Comme un autre médicament

Le taux de prise en charge des NS inscrits au remboursement est de 65 % mais « la plupart des mutuelles vont prendre en charge le différentiel, comme pour tout médicament remboursé à ce taux », rappelle Aurore Scouarnec. Ce que confirme la Direction générale de la Santé (DGS) : « Toutes les complémentaires santé prennent en charge le ticket modérateur des médicaments à service médical rendu important dans le cadre des contrats responsables des mutuelles. » Et la DGS de préciser : « La prise en charge sera de 100 % pour les patients en ALD pour lesquels les substituts nicotiniques font partie de la liste des actes et prestations définis, et pour les bénéficiaires de la Couverture maladie universelle complémentaire. » Une mesure qui semble répondre à une attente des fumeurs, dont « 72 % estiment que le coût des SN est un frein potentiel à l’arrêt du tabac », rapporte une enquête(3). Ils sont aussi 62 % à se dire incités à l’arrêt du tabac par leur remboursement, quand 41 % estiment qu’il n’est pas possible d’arrêter de fumer sans aide médicamenteuse. Plus largement, l’annonce du remboursement des SN change la perception de leur efficacité et de leur sécurité pour près d’une personne sur trois interrogées, fumeuses ou pas.

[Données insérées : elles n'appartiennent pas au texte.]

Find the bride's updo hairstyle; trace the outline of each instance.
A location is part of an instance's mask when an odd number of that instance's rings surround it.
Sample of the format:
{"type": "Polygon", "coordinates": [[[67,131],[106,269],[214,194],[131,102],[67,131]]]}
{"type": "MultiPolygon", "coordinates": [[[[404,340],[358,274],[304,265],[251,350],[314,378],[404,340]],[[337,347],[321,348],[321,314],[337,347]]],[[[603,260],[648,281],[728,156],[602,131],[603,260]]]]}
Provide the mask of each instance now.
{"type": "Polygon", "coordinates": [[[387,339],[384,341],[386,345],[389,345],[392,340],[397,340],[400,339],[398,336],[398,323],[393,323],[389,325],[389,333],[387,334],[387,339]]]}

Une prise en charge classique

Le prix de vente des SN remboursés est fixé par décret au Journal officiel. Les règles habituelles de prise en charge s’appliquent, « en l’occurrence, une durée maximale de prescription de 12 mois avec des délivrances pour une durée de 1 mois », précise la Cnamts. Ces substituts, remboursés s’ils sont prescrits, restent disponibles en vente libre, sans ordonnance, au prix fixé sur la liste des médicaments remboursés. Avec une marge sans doute moins intéressante pour les officinaux exclus de la prescription, alors qu’ils ont été les pionniers du sevrage tabagique quand les SN ont été délistés et en libre accès en 1999. Corinne Imbert, députée Les Républicains, a demandé en décembre 2015 à la ministre de la Santé si « le Gouvernement entend mener une réflexion concernant un potentiel élargissement de la prescription des substituts nicotiniques par les pharmaciens ». La réponse publiée en novembre 2016 dans le Journal du Sénat indique que « les pharmaciens ne prescrivent pas de médicaments, ils les délivrent (…). Mais, dans le cadre de la lutte contre le tabac, les services du ministère chargé de la santé étudient la possibilité que le rôle du pharmacien d’officine soit renforcé ». En attendant, les officinaux ne sont toujours pas autorisés à prescrire…

Le forfait annuel est une réussite

→ En 2018, Le seuil des 50 000 bénéficiaires mensuels du forfait des traitements de substitution nicotinique a été atteint pour la première fois.

→ En 2017 : 301 066 bénéficiaires uniques du forfait, nombre qui a doublé en trois ans, sur un total de 2 726 417 « patients traités »*.

→ 52 % des utilisateurs du forfait sont des femmes, la majorité a 26-50 ans.

→ Montant annuel moyen remboursé par bénéficiaire : 66,4 €/an.

→ Pour donner droit au forfait de 150 €, les SN sont prescrits sur une ordonnance sans autre produit, et figurent sur la liste des 127 SN pris en charge par l’Assurance maladie au 20 mai 2018. Le tiers payant est impossible, mais l’officinal peut transmettre la feuille de soins à la sécurité sociale. Le client peut échelonner ses achats sur l’année.

Sources : Direction générale de la santé et « Tabagisme et arrêt du tabac en 2017 », Aurélie Lermenier-Jeannet, OFDT, mars 2018.

*La durée moyenne de traitement est estimée à un mois, soit 60 comprimés de Champix, 30 patchs ou 300 formes orales. Un mois de traitement équivaut à un patient traité.

(1) Journal officiel du 27 janvier 2016.

(2) Caisse Nationale de l’Assurance Maladie des Travailleurs Salariés.

(3) « Impact du remboursement des substituts nicotiniques sur le sevrage tabagique », enquête du Laboratoire Johnson & Johnson Santé Beauté France avec OpinionWay mai 2018.